7:15 am: Standing in front of school, taking pictures. I see two other mothers I know leaving. They had already taken their pictures, exchanged pleasantries with the teachers, and kissed their offspring good-bye. I would like to linger, but I’m forced to snap a couple of lame pictures and usher her inside the building.
7:20 am: Enter classroom. All the other students have arrived, and their parents are long gone. Their backpacks are in their cubbies, their lunches are put on the special lunchbox shelf, and they’ve used the bathroom and washed their hands. Once again, I’m reminded that she’s already failing kindergarten! I give her a big squeeze and leave, feeling cheated out of my administration of a inspirational pep talk, a lingering hug, and words of reassurance from her teacher.
It’s 10 minutes later, after I text ugly things about my husband to a couple of friends who understand how Drew actually thinks that time exists on a special Drew continuum, when I realize that my anger at Drew has obliterated all temptation to gnash my teeth, beat my chest, and hightail it to the closest plastic surgeon to assist me in looking too young to possibly have a school-age child.

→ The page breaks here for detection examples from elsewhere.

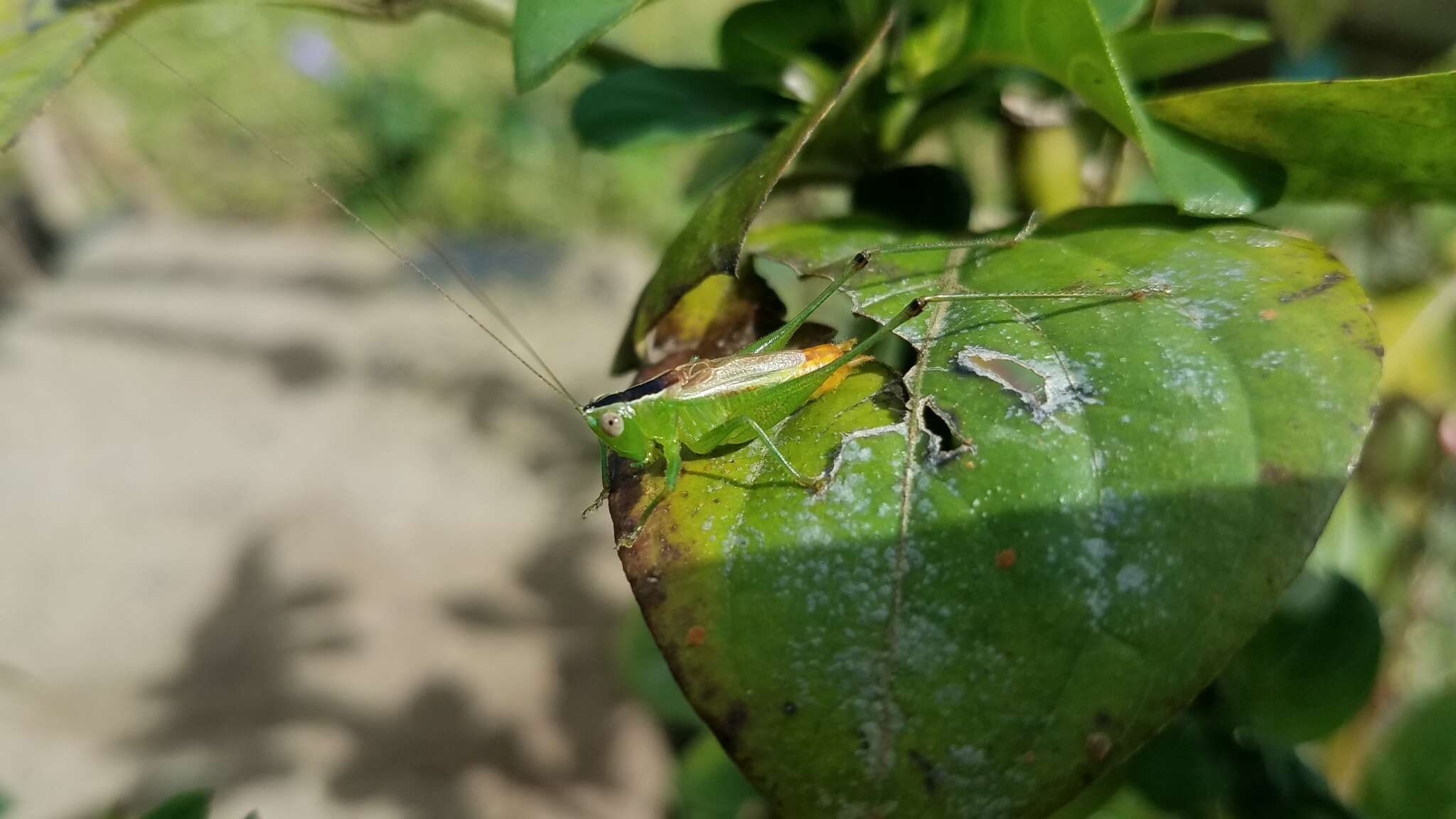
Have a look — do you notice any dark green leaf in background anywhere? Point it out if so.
[0,0,154,149]
[613,208,1379,819]
[141,790,213,819]
[677,732,769,819]
[1150,71,1456,201]
[1127,707,1238,816]
[611,8,888,367]
[511,0,646,92]
[970,0,1283,215]
[1219,573,1382,744]
[1265,0,1351,55]
[683,128,773,200]
[852,165,971,232]
[1360,686,1456,819]
[718,0,853,102]
[617,612,703,729]
[1113,18,1270,80]
[571,65,793,149]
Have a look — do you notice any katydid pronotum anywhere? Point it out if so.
[124,32,1162,547]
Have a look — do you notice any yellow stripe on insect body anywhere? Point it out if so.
[795,338,871,401]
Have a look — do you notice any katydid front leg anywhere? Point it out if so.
[617,437,683,550]
[581,441,611,520]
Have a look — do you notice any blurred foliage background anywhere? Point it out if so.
[0,0,1456,819]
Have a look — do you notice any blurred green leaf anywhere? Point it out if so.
[683,128,771,200]
[852,165,971,232]
[511,0,646,92]
[971,0,1283,215]
[1083,787,1171,819]
[1127,708,1238,816]
[1229,739,1359,819]
[1128,698,1354,819]
[1150,71,1456,201]
[613,208,1379,819]
[1092,0,1152,32]
[141,790,213,819]
[1219,572,1382,744]
[1114,18,1270,80]
[617,612,702,727]
[571,65,793,149]
[1265,0,1349,55]
[611,11,887,373]
[677,732,769,819]
[1360,688,1456,819]
[889,0,973,92]
[0,0,146,150]
[718,0,853,102]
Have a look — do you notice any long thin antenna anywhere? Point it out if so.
[119,28,581,408]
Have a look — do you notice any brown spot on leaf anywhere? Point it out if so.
[1278,269,1349,304]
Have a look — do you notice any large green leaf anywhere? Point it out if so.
[611,208,1379,819]
[1150,71,1456,201]
[0,0,154,149]
[511,0,646,92]
[970,0,1283,215]
[1360,688,1456,819]
[571,65,792,149]
[613,11,888,372]
[1114,18,1270,80]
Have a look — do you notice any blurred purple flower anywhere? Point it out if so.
[289,26,339,83]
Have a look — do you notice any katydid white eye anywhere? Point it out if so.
[601,412,621,437]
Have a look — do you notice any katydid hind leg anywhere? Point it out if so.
[742,213,1038,354]
[744,418,828,490]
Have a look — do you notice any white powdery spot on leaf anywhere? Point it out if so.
[1117,562,1147,593]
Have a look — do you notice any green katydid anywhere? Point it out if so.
[128,35,1159,545]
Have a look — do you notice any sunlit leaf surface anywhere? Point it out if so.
[613,208,1379,819]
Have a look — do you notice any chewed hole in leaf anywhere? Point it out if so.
[955,346,1096,424]
[920,401,975,466]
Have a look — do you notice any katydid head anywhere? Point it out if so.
[581,402,653,461]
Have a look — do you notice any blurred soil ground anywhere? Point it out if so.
[0,220,670,819]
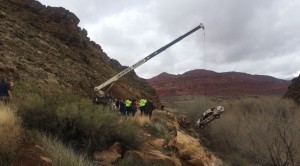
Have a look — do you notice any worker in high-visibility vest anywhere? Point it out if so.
[125,99,132,116]
[140,97,147,115]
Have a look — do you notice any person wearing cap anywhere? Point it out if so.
[0,77,12,103]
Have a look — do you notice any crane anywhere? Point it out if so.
[94,23,205,102]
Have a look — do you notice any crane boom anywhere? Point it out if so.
[94,23,205,94]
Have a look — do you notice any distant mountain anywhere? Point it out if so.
[284,75,300,104]
[147,69,291,96]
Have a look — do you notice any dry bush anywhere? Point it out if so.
[134,116,150,127]
[210,96,300,166]
[0,106,21,165]
[37,134,96,166]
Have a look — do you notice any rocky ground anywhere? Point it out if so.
[14,110,222,166]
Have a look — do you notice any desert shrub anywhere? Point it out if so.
[145,118,170,139]
[36,133,96,166]
[0,106,21,165]
[16,82,143,153]
[117,156,173,166]
[210,96,300,165]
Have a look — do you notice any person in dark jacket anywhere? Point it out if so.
[145,100,155,119]
[0,77,12,103]
[120,99,126,116]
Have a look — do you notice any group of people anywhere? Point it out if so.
[0,77,12,103]
[115,98,155,119]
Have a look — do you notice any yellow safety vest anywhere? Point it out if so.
[140,99,147,107]
[126,100,131,107]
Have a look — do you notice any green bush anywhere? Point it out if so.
[16,85,143,156]
[36,133,96,166]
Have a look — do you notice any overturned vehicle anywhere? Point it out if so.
[196,106,224,128]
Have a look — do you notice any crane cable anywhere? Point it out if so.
[203,29,207,110]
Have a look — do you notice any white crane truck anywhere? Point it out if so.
[93,23,205,104]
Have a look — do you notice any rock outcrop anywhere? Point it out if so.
[147,69,290,97]
[0,0,159,101]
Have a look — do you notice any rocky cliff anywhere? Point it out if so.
[284,75,300,104]
[0,0,159,101]
[148,69,290,96]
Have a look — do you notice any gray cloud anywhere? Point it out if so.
[40,0,300,78]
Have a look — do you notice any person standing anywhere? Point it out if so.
[131,99,138,117]
[140,97,147,115]
[120,99,126,116]
[145,100,155,119]
[125,99,132,116]
[0,77,12,103]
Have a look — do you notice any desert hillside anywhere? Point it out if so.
[147,69,290,97]
[0,0,159,102]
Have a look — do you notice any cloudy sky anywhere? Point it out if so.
[39,0,300,79]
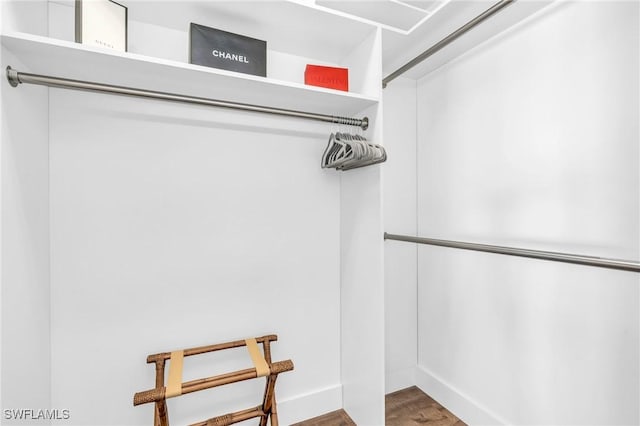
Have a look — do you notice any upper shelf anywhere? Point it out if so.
[2,33,378,116]
[126,0,375,64]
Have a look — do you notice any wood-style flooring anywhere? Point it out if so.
[293,386,467,426]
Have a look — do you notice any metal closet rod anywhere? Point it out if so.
[384,232,640,272]
[382,0,516,88]
[7,67,369,130]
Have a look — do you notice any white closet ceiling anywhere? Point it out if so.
[316,0,450,33]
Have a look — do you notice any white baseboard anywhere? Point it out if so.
[416,366,509,426]
[277,385,342,425]
[384,366,416,393]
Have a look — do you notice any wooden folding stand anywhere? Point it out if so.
[133,334,293,426]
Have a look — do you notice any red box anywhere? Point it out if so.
[304,65,349,92]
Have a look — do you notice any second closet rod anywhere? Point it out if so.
[7,67,369,130]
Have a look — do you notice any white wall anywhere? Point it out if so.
[50,89,348,425]
[0,1,51,425]
[418,1,640,425]
[383,78,418,393]
[340,29,385,426]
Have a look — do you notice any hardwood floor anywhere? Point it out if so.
[385,386,466,426]
[291,410,356,426]
[293,386,467,426]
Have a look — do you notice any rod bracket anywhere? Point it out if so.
[7,65,21,87]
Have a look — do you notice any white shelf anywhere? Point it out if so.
[127,0,375,63]
[2,33,378,118]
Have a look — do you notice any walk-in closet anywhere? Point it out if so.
[0,0,640,426]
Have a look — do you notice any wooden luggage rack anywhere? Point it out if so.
[133,334,293,426]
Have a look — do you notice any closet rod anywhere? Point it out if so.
[7,67,369,130]
[382,0,516,89]
[384,232,640,272]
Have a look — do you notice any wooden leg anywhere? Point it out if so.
[260,374,278,426]
[271,392,278,426]
[153,360,169,426]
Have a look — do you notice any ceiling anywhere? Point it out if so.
[316,0,554,79]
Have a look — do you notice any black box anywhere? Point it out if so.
[189,23,267,77]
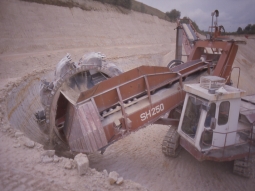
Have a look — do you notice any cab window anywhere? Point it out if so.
[218,101,230,125]
[204,103,216,127]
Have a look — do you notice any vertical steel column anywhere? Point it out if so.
[175,26,183,60]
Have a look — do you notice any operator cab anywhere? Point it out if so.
[178,76,245,152]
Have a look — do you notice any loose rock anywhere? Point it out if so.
[15,131,24,138]
[42,156,53,163]
[24,138,35,148]
[116,177,124,185]
[108,171,119,184]
[103,169,108,176]
[41,150,55,157]
[13,143,21,148]
[53,155,59,162]
[64,159,76,170]
[74,153,89,175]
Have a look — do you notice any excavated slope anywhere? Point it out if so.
[0,0,255,190]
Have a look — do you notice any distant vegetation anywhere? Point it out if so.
[166,9,181,22]
[235,24,255,34]
[94,0,132,9]
[22,0,252,35]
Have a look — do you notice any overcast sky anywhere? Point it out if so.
[137,0,255,32]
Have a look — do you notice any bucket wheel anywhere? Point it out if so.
[35,53,122,150]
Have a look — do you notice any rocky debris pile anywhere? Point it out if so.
[107,170,124,185]
[74,153,89,175]
[41,150,60,163]
[12,131,35,148]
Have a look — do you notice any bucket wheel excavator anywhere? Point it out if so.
[36,10,255,177]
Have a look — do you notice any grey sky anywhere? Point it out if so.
[137,0,255,32]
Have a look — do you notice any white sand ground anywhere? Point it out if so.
[0,0,255,191]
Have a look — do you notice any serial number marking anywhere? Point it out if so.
[140,103,164,121]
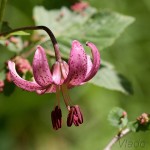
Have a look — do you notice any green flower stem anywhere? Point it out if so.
[104,128,131,150]
[0,0,7,31]
[0,26,61,62]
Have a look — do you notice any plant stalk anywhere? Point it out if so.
[0,0,7,31]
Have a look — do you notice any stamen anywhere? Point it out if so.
[51,106,62,130]
[56,86,60,107]
[61,84,71,109]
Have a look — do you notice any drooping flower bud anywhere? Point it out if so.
[51,106,62,130]
[137,113,150,125]
[67,105,83,127]
[6,71,12,82]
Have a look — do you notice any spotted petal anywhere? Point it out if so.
[8,61,42,91]
[66,40,87,85]
[84,42,100,82]
[32,46,52,87]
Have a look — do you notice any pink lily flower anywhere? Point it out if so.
[8,40,100,130]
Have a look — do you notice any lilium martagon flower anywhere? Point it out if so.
[8,40,100,130]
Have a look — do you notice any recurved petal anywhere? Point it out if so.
[66,40,87,85]
[36,84,56,95]
[8,61,42,91]
[84,42,100,82]
[52,62,61,85]
[32,46,53,87]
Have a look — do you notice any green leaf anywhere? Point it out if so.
[108,107,128,130]
[128,121,139,132]
[0,45,15,69]
[34,7,134,57]
[0,69,5,80]
[33,6,96,37]
[89,62,133,94]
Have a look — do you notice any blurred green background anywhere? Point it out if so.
[0,0,150,150]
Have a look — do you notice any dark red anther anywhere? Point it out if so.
[67,105,83,127]
[51,106,62,130]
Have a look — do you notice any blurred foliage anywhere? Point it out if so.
[0,0,150,150]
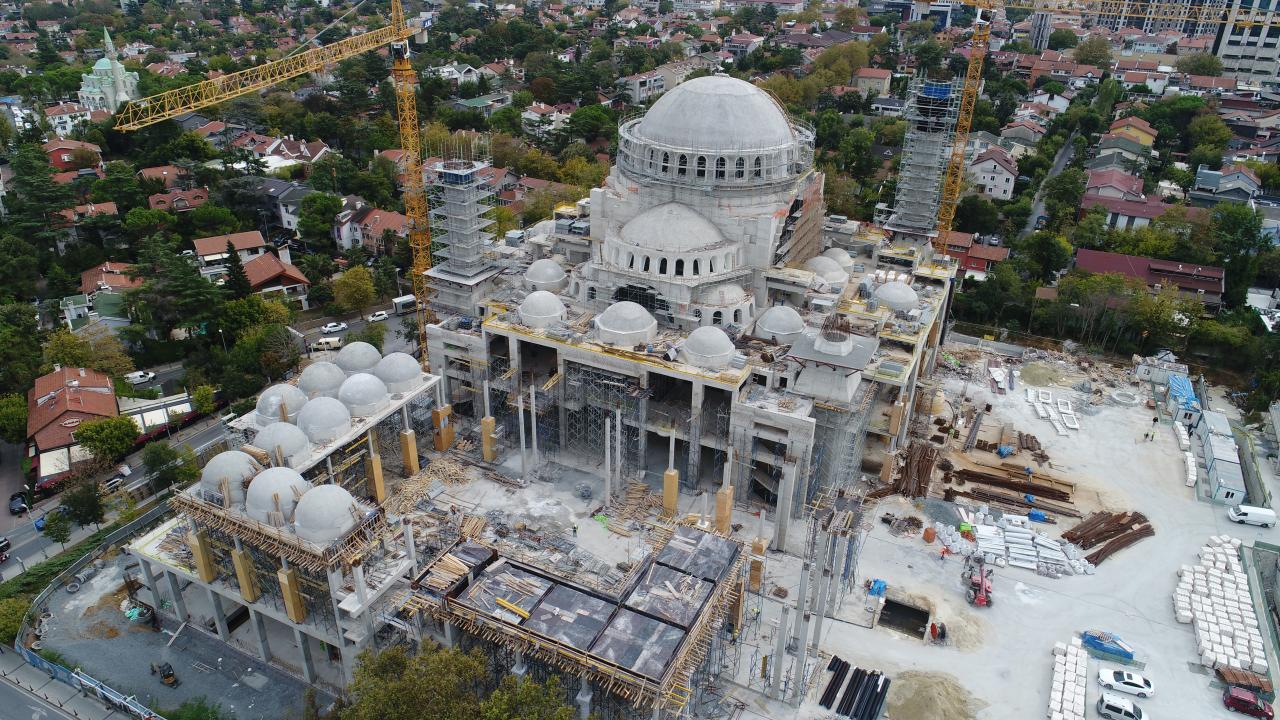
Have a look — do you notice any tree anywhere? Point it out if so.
[1073,36,1111,68]
[1178,53,1222,77]
[1048,28,1080,50]
[223,240,253,300]
[333,265,375,313]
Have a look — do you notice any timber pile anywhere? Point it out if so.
[1062,512,1156,565]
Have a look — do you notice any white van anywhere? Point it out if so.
[1226,505,1276,528]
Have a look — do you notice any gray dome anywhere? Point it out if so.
[751,305,805,345]
[298,360,347,397]
[636,76,796,152]
[291,397,351,445]
[200,448,258,505]
[253,383,307,427]
[374,352,422,392]
[518,290,564,328]
[244,468,311,525]
[293,486,360,546]
[253,423,311,466]
[622,202,724,255]
[334,341,383,375]
[876,281,919,311]
[338,373,390,418]
[680,325,735,370]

Now, I can’t decide. . . do I thank him for distracting me from my personal angst? Or kick him for cheating me out of savoring, in an appropriately maudlin manner, my firstborn’s journey into the world of education? The same world that I earned a freaking doctorate in?
Well, considering the fact that the cold shoulder continues to be omnipresent in our home, I’m thinking the latter.
He is SO not invited to the morning of Dylan’s first day of kindergarten.